In reality, the specification of the machine is as diverse as the workload. Different workloads drive the hardware in different ways. Different algorithms have different impacts on the hardware - some algorithms can work on chunks of data at a time, some are single thread only, others can distribute their workload around all the cores and use memory efficiently. Sometimes it is better to perform operations directly on the database, other times on the local machine.
My apologies if this is a bit vague in answering the question directly, but it really depends upon what you want to do.
Have you considered using Amazon Web Service or Azure to rent compute and storage capacity for a couple of months to determine what your needs are? It is something we have done previously, where we rented compute capacity accessed using remote desktop and fine tuned the specification as we went. It will save you having to commit to a capital purchase before you know what you need.
The reminder about most nodes being single threaded is really helpful.
That helps me focus on higher frequency lower core options at the same price point
Our organization is vendor locked so I’m stuck with Intel.
I may sadly even be Workstation model locked, but am trying to fight that.
I’m stuck with whatever we buy for at least 4 years.
I agree current uses are limited, but the recent AMD investor day announcements indicated AMD is also going AVX512 in their next generation, so would like to ensure I’m future proofed a bit as adoption increases.
This is my workstation, and likely same specs for any subsequent staff.
We’re already at hundreds of millions of rows.
I just wanted to make sure if I went for 128/256 that KNIME can actually use it.
Looking forward for that dev answer.
Agreed, it will be enterprise grade.
Will of course use appropriate Windows license, but it’s a good reminder for others who may not be aware of the issue.
re: Cooling and Power
Totally agree and this is an excellent reminder, but sadly out of my hands.
I’m vendor locked so I have to use a pre-built workstation.
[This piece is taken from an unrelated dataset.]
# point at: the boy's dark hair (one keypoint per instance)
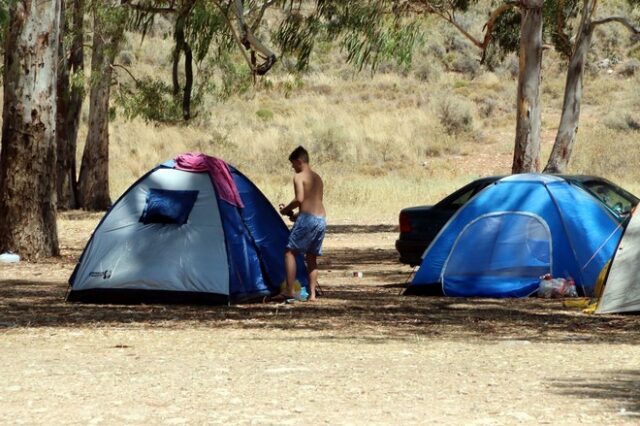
(299, 154)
I have worked in a previous environment where they underspec’d PSU and Cooling and their Threadripper would randomly shut off during training, but their IT was convinced they knew what they were doing. sigh.
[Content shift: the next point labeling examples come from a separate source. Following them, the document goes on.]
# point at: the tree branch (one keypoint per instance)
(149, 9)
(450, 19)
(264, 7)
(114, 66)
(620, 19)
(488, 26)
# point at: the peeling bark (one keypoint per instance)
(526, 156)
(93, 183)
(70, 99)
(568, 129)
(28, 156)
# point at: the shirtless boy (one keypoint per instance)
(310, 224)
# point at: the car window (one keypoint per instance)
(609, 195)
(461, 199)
Agreed, pretty sure I’m locked to 1GBE but I will see if I can go 2.5 or 10.
That’ll unfortunately be outside the budget of this workstation, but may be possible in a subsequent year. I’m specing to ensure the PSU is sufficient.
re: Workload and Server Side vs. Local Processing
This is another good flag.
We server side process where we can, but frankly the organizational capabilities are a bit limited in this space at the moment.
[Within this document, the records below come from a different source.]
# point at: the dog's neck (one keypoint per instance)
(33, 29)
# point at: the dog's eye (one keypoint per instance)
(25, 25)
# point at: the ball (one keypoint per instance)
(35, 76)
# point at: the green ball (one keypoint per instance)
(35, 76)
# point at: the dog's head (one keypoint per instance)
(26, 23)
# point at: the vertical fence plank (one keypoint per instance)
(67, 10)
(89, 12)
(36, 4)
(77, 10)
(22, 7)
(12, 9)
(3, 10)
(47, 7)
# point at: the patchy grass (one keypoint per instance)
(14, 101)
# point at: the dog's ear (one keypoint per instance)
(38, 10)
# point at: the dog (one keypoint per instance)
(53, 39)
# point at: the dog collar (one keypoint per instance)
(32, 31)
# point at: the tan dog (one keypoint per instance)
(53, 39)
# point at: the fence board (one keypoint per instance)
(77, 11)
Most things are sadly going to end up processed locally beyond simple aggregations and counts.
No worries, it is an extremely broad use case.
re: AWS / Azure / GCP
This is another good suggestion I also thought of that that I’m sadly organizationally and jurisdictionally prevented from pursuing right now. My industry also has extra sensitivities in that space.
Setting aside organizational privacy/security requirements, none of our data is in the cloud. So even being able to perform the analysis and data integration I’d want would be a significant challenge architecturally.
I’m hoping this will change in the future.
At that point I will probably actually push for a KNIME Server to be stood up in the cloud alongside our data, but we’re just not there… yet.
Even with Intel i argue that I would actual prefer the workstation cores (HEDT) as they tend to clock higher than server parts. On the other hand intel hasn’t updated that line for quiet a while now. Not sure if they are even still available or if you are looked into xeons. Core i9-10980XE would be an option if still available (it clocks much higher than never xeon parts). If you need to go with a xeon, it will likley need to be a xeon gold if you want to reach 4 ghz or higher (this likley cost about 4xtimes as much as the i9-10980XE)
In regards to RAM below blog might be interesting:
In essence yes you should be able to use all that RAM but it will likley require adjusting the defaults.